Aggressively look for alternatives to computer-intensive operations, particularly including radiosity and ambient occlusion. Computer-graphic lights can do magical, impossible things like shining right through solid objects. They can be positioned right in front of the camera and never be seen. With compositing, you can light each major thing in the picture separately without worrying where the extra light might fall.
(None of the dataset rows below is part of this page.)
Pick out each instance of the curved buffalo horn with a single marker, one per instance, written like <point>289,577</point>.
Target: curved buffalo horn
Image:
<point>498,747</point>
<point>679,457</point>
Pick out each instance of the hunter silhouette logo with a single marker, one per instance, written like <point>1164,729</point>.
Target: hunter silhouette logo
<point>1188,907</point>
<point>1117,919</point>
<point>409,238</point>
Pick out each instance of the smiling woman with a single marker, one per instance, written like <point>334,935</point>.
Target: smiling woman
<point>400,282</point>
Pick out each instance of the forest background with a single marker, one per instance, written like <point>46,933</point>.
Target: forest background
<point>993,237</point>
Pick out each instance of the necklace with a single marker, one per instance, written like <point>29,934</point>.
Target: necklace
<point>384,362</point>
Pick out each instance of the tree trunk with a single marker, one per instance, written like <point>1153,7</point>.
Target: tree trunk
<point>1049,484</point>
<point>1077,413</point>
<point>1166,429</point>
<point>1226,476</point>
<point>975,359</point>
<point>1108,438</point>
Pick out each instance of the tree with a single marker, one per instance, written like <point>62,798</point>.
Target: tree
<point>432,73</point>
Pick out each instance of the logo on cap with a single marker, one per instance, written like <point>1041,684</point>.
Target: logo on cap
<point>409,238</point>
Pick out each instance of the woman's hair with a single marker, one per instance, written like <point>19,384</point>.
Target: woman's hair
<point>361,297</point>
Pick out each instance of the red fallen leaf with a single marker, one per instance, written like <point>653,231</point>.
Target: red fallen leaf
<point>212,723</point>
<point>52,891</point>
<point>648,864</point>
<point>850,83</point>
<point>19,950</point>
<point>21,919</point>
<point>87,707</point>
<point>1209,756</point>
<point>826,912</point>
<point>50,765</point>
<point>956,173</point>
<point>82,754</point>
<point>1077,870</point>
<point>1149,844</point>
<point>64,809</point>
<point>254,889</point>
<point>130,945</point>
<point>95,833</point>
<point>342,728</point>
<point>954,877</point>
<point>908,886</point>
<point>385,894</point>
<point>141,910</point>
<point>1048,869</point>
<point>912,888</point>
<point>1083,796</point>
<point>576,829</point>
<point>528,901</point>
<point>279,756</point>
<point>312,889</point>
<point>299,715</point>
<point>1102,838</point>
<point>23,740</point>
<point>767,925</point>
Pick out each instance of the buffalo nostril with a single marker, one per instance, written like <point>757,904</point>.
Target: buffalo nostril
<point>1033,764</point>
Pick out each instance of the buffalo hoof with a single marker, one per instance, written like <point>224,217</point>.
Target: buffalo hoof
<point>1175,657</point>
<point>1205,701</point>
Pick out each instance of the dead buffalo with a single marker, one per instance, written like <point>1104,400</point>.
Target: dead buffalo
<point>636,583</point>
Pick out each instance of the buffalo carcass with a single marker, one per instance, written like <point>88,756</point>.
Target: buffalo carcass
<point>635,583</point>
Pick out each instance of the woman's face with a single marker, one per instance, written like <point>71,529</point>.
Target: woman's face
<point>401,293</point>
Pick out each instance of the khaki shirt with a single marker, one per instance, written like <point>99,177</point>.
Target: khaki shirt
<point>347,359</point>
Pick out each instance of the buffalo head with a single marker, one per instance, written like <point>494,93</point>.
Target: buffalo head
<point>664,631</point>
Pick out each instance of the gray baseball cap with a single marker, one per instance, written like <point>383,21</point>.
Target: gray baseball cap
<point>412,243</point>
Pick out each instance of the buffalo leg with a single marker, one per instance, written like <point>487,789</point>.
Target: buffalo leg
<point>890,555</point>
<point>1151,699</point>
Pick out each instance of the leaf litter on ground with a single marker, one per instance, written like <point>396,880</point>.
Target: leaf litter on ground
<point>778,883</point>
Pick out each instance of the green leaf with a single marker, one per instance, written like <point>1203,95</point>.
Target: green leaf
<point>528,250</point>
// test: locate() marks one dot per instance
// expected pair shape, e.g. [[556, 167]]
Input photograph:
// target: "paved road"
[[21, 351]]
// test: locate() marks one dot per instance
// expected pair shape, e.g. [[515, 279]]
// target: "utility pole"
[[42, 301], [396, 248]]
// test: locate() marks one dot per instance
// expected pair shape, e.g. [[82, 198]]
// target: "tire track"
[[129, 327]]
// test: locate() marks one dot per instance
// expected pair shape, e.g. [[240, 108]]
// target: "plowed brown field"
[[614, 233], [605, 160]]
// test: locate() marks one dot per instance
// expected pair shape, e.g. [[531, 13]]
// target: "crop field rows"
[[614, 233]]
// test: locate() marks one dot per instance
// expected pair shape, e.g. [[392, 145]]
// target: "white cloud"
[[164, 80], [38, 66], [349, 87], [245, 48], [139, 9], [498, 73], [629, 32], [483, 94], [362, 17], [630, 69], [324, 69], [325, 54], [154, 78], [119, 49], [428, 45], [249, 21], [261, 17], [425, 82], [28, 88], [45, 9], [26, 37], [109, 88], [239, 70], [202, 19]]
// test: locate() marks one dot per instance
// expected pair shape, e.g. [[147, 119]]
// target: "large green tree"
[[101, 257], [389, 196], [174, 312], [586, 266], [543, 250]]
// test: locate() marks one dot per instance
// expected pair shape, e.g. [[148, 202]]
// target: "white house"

This is going to take a substantial amount of your careful time to set up, but each render will be much simpler and, when inevitable changes are needed, each one can be dealt with separately and you can "get back to looking at a complete image" much more quickly than you otherwise could. The finished result might not have the "theoretical perfection" of a complex radiosity/AO solution, but it will be pretty gosh-darned close and it will be ready soon.

adem
03-14-2005, 08:10 AM
yeah I just begining to realise the importance of compositing & post processing etc..

AdamT
03-14-2005, 01:35 PM
The thing that sticks out like a sore thumb is your use of diffuse depth of 20. That will absolutely kill your render times. As Ilab says, use a value of 1 or 2. If that doesn't give you enough illumination use some low-level fill lights.